Thigpen v. Roberts

PETITIONER: Thigpen
RESPONDENT: Roberts
LOCATION: Board of Immigration Appeals

DOCKET NO.: 82-1330
DECIDED BY: Burger Court (1981-1986)
LOWER COURT: United States Court of Appeals for the Fifth Circuit

CITATION: 468 US 27 (1984)
ARGUED: Apr 23, 1984
DECIDED: Jun 27, 1984

ADVOCATES:
Rhesa H. Barksdale - as amicus curiae in support of judgment below
William S. Boyd, III - on behalf of the petitioners

Facts of the case

Question

Media for Thigpen v. Roberts

Audio Transcription for Oral Argument - April 23, 1984 in Thigpen v. Roberts

Warren E. Burger:

We will hear arguments next in Thigpen against Roberts.

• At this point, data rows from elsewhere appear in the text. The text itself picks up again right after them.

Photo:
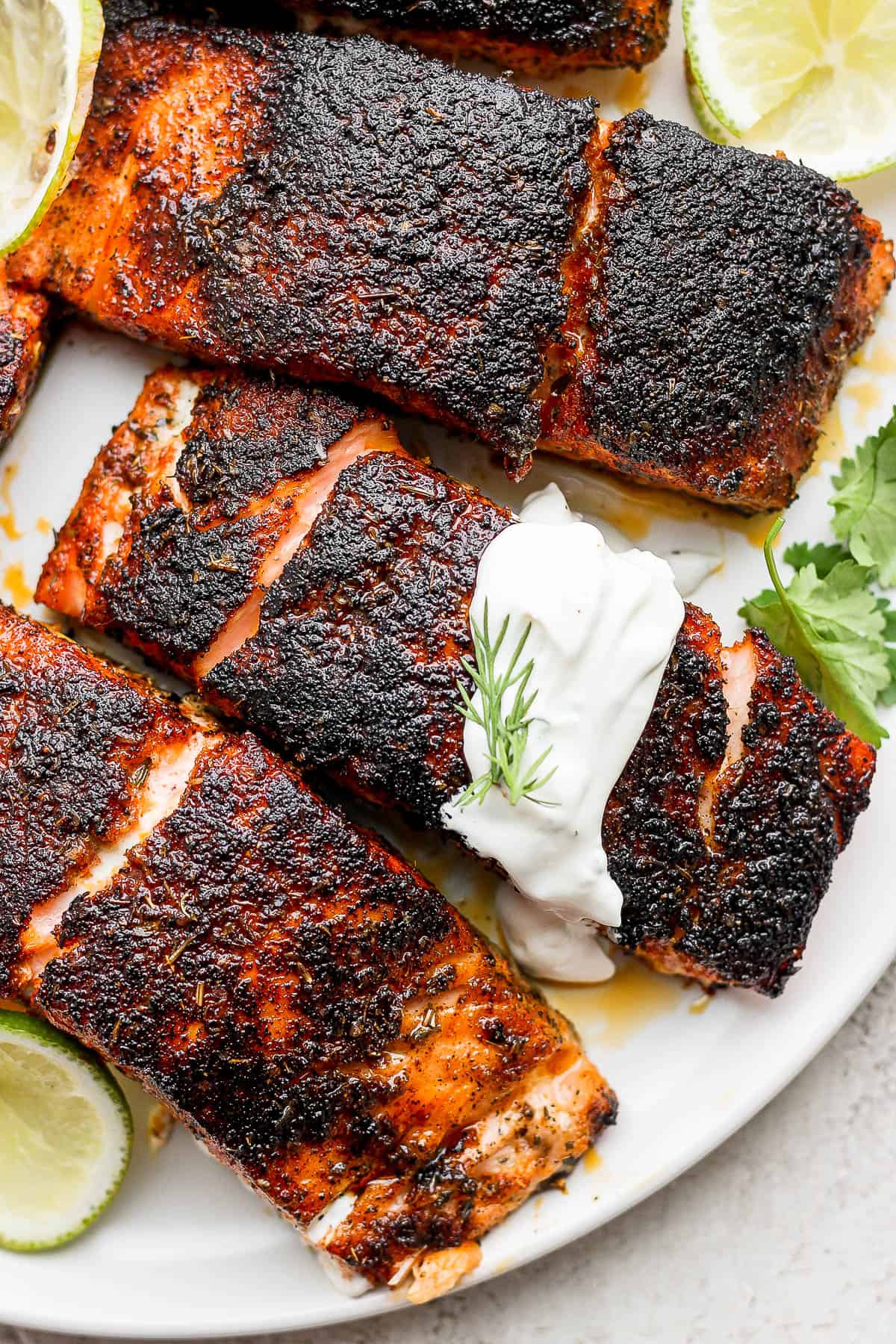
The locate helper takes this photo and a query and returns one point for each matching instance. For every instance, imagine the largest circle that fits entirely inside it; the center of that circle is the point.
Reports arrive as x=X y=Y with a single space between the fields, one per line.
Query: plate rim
x=340 y=1310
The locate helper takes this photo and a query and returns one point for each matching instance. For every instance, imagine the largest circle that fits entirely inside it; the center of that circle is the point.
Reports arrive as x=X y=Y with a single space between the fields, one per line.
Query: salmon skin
x=279 y=550
x=305 y=1001
x=544 y=37
x=628 y=293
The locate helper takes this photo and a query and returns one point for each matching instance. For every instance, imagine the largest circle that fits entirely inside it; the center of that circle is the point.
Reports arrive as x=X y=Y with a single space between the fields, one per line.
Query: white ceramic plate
x=186 y=1251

Mr. Boyd, I think you may proceed when you are ready.

William S. Boyd, III:

Mr. Chief Justice, and may it please the Court, the ultimate question which we are here about today is to resolve whether the respondent was denied his rights under the double jeopardy clause of the Fifth Amendment when he was indicted, tried, and convicted of manslaughter by culpable negligence.

Our discussion this morning will focus on three principal areas.

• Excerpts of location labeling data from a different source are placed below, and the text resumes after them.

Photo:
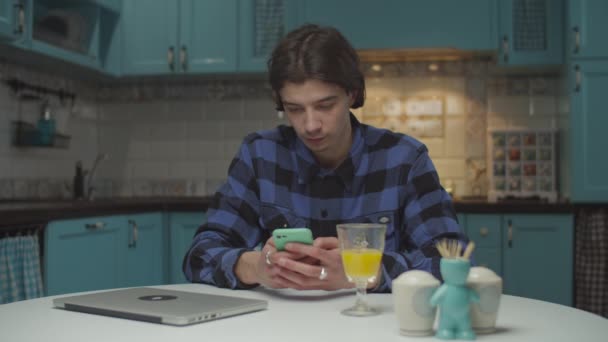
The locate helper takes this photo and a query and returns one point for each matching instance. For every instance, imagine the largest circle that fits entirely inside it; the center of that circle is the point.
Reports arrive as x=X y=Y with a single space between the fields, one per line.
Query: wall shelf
x=26 y=134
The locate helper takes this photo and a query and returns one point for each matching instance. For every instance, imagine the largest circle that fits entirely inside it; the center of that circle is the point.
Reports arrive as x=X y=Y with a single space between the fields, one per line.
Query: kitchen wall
x=27 y=172
x=177 y=137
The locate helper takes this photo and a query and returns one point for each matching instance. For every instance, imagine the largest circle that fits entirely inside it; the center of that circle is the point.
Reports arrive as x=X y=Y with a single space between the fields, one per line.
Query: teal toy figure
x=454 y=297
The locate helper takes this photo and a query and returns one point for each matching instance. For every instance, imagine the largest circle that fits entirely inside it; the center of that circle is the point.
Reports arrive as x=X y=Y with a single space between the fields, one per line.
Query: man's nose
x=312 y=121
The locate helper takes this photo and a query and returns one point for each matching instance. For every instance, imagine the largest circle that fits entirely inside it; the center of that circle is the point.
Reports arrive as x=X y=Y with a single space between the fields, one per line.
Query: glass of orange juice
x=361 y=247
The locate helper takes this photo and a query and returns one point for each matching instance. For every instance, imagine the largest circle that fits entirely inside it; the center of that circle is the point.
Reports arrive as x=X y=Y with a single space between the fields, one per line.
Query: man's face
x=318 y=111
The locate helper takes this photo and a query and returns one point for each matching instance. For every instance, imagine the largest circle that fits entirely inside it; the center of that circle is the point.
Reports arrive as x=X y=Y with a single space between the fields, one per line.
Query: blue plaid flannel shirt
x=274 y=182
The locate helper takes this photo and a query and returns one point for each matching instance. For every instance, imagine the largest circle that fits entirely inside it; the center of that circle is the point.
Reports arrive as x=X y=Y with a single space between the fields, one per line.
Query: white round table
x=291 y=316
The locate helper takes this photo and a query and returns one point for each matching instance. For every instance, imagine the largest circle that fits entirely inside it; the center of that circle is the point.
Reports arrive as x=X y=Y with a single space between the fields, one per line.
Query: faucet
x=90 y=188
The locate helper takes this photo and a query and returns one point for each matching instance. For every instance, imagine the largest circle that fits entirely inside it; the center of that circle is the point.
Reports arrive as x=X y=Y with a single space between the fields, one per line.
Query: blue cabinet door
x=208 y=36
x=182 y=227
x=589 y=81
x=485 y=231
x=408 y=23
x=531 y=32
x=145 y=250
x=261 y=25
x=150 y=44
x=538 y=257
x=8 y=15
x=84 y=254
x=587 y=28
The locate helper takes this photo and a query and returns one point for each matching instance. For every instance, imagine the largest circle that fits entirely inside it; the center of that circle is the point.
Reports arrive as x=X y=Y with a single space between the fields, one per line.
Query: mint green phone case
x=284 y=235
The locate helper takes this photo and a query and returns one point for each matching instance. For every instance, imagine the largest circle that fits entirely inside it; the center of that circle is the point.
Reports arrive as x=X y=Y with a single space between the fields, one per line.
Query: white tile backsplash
x=205 y=151
x=150 y=170
x=182 y=140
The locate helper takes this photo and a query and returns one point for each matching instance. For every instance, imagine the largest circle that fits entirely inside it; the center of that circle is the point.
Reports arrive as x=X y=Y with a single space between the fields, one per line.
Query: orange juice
x=361 y=263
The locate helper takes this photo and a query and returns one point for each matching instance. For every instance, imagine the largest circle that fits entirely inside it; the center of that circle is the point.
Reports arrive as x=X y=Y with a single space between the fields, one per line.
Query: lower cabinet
x=144 y=264
x=183 y=226
x=84 y=254
x=106 y=252
x=533 y=253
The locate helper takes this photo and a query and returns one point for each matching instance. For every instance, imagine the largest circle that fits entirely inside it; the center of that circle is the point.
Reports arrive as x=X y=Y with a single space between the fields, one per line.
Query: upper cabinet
x=588 y=81
x=531 y=32
x=262 y=23
x=166 y=37
x=587 y=28
x=12 y=19
x=81 y=32
x=396 y=24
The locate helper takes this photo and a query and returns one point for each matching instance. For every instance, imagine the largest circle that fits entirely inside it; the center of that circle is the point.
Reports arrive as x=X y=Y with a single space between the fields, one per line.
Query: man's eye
x=294 y=110
x=325 y=106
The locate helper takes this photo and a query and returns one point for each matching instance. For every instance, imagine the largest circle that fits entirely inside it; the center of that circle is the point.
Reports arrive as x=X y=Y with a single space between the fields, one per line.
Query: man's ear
x=277 y=101
x=352 y=95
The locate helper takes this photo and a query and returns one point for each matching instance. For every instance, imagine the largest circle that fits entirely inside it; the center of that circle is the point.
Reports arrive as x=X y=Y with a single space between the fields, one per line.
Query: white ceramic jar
x=412 y=292
x=489 y=287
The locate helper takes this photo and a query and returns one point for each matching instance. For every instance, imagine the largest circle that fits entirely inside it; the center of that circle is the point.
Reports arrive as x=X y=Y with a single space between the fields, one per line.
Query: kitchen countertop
x=40 y=212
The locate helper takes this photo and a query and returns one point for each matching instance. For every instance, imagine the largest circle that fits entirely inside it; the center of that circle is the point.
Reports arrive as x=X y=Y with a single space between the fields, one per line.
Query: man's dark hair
x=315 y=52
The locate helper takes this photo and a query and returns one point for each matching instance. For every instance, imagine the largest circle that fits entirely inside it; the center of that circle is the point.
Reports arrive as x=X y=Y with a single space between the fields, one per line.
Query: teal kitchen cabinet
x=538 y=257
x=90 y=30
x=12 y=19
x=104 y=252
x=531 y=32
x=145 y=250
x=77 y=32
x=485 y=231
x=261 y=25
x=176 y=37
x=588 y=120
x=587 y=28
x=396 y=24
x=183 y=226
x=533 y=253
x=84 y=254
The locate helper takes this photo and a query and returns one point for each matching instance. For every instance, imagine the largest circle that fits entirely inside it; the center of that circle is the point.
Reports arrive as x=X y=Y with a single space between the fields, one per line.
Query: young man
x=324 y=169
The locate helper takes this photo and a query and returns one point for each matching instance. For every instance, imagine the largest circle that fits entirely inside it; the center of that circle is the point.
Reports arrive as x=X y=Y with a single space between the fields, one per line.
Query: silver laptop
x=160 y=306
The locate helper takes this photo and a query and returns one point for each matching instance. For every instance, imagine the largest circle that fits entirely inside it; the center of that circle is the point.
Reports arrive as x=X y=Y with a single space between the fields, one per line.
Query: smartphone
x=284 y=235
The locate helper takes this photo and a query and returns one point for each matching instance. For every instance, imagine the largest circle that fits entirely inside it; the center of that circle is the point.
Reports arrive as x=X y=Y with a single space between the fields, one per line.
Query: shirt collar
x=309 y=167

The first is the appropriate federal or constitutional standard to be applied in this case.

Two, that with the exception of the denial of post-conviction relief herein, which was without opinion, the Mississippi Supreme Court has never addressed the question of whether reckless driving is a lesser included offense of manslaughter by culpable negligence.

And three, that both the District Court and the Fifth Circuit Court of Appeals has misconstrued the law of the state of Mississippi when they held that reckless driving was a lesser included offense.

William J. Brennan, Jr.:

Mr. Boyd, may I ask about the law of Mississippi?

When did this death occur in relation to the time of the accident?

William S. Boyd, III:

The death occurred instantaneously with the accident.

William J. Brennan, Jr.:

Instantaneously?

William S. Boyd, III:

Yes, sir.

William J. Brennan, Jr.:

Well, in that circumstance under Mississippi law could the state have tried both the misdemeanor and the felony charges in one proceeding?

William S. Boyd, III:

No, sir.

William J. Brennan, Jr.:

They could not?

William S. Boyd, III:

No, sir.

Let me qualify that with this.

It was initially done that way or was later done that way in this case, that the justice courts of the state of Mississippi in which they were at the time of this case, five per county, one for each supervisor's beat, that the misdemeanor charges, they have primary jurisdiction of misdemeanor charges.

William J. Brennan, Jr.:

Well, was there any Mississippi statute that required the trial of those charges, the misdemeanor charges, in the justice of the peace court independently of any other court?

William S. Boyd, III:

None that would require it.

However, as I pointed out in the reply to the brief of amicus in this matter, that in Stenson v. State, which has been recently decided by our Supreme Court, they have held that it was a... that the conviction was reversible where the individual was indicted in a multi-count indictment.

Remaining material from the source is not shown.